The Global Youth survey said it expected the uptake in tobacco use to rise even higher in 2011 because of the decrease in the price of cigarettes and the high demand for tobacco products. Some 5.3 million cigarette packs were sold in 2011, the highest volume of cigarette packs sold in a year since 1993, it said.

The survey said around 50.8 percent, or half of all Filipinos aged 13 to 15, would have tried a tobacco product by 2011.

By 2011, smoking among teeners aged 13 to 15 may have increased to as much as 38.2 percent (equivalent to 2.2 million people), or 2 out of every 5 young Filipinos, it said.

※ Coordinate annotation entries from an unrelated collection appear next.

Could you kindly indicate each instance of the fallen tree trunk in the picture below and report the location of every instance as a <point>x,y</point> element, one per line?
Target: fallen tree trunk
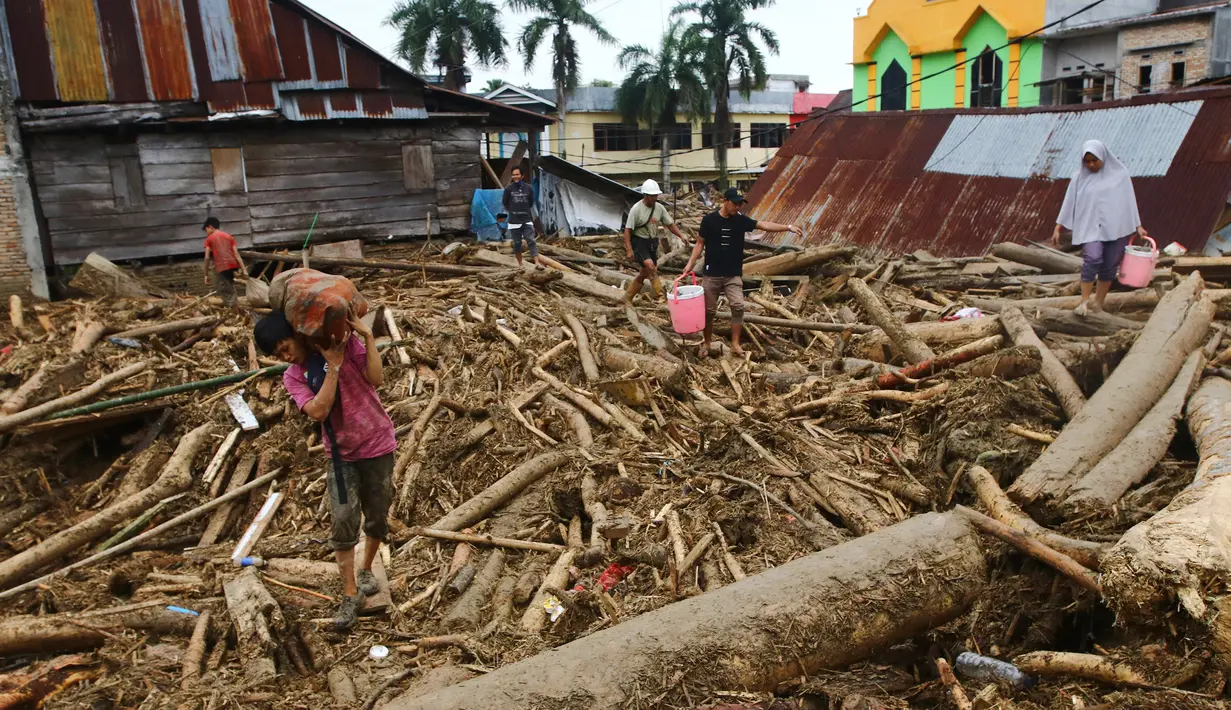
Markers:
<point>1176,329</point>
<point>795,261</point>
<point>1049,261</point>
<point>1182,550</point>
<point>24,635</point>
<point>500,492</point>
<point>926,570</point>
<point>1054,372</point>
<point>1130,462</point>
<point>175,479</point>
<point>902,339</point>
<point>873,345</point>
<point>59,404</point>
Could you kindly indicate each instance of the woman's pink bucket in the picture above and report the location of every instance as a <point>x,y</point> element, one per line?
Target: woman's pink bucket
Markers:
<point>687,307</point>
<point>1136,268</point>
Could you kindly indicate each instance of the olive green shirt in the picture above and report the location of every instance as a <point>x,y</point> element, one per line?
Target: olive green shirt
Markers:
<point>645,224</point>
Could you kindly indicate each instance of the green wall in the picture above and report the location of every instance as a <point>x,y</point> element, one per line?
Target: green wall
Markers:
<point>859,92</point>
<point>938,91</point>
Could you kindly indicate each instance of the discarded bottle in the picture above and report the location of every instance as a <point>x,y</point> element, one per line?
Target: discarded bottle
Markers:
<point>976,667</point>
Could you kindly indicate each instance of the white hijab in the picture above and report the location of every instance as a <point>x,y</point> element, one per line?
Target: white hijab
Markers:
<point>1099,206</point>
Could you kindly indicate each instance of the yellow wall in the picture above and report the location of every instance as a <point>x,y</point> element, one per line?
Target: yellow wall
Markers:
<point>928,26</point>
<point>693,165</point>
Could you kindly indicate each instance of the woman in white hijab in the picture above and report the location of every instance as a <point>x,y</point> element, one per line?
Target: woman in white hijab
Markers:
<point>1101,209</point>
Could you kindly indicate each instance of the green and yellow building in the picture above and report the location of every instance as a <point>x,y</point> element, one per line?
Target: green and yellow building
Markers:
<point>902,41</point>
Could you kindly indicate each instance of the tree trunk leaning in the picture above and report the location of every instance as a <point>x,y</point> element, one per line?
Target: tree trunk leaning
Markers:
<point>175,479</point>
<point>1054,372</point>
<point>911,346</point>
<point>1181,551</point>
<point>1131,460</point>
<point>733,635</point>
<point>1176,329</point>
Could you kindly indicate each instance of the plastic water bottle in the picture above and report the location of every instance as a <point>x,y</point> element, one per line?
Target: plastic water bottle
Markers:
<point>976,667</point>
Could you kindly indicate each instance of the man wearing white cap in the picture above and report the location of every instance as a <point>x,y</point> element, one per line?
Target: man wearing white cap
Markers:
<point>641,238</point>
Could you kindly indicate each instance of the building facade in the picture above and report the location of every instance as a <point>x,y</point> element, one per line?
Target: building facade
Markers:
<point>1134,47</point>
<point>915,54</point>
<point>596,137</point>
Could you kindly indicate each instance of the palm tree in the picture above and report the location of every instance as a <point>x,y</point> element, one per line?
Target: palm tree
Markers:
<point>559,17</point>
<point>659,86</point>
<point>445,31</point>
<point>729,44</point>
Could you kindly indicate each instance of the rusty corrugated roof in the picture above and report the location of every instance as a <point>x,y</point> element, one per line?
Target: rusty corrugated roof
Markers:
<point>232,54</point>
<point>957,181</point>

The survey said young people who are not smoking would be exposed to second-hand smoke. It noted that 3 out of 5 teenage Filipinos would live in homes where a family member is a regular smoker, while 78.1 percent, or 4 out of 5, would live in communities with numerous smokers.

NYC chair Leon Flores called for raising the price of cigarettes to discourage young people from taking up the habit.

“If the cost of cigarettes is high, fewer people will buy it. This is just one of the steps we see to curb this vice among the youth,” Flores said.

He cited a recent survey conducted by the University of the Philippines Communication Research Society with Health Justice Philippines that found 60 percent of the sample population would quit smoking if cigarettes were to be priced at P5 per stick.

Battle over sin taxes

The NYC is sounding the alarm over the dangers of smoking as the battle for higher excise taxes on tobacco and alcohol rages between and among health experts, government, and cigarette makers and breweries.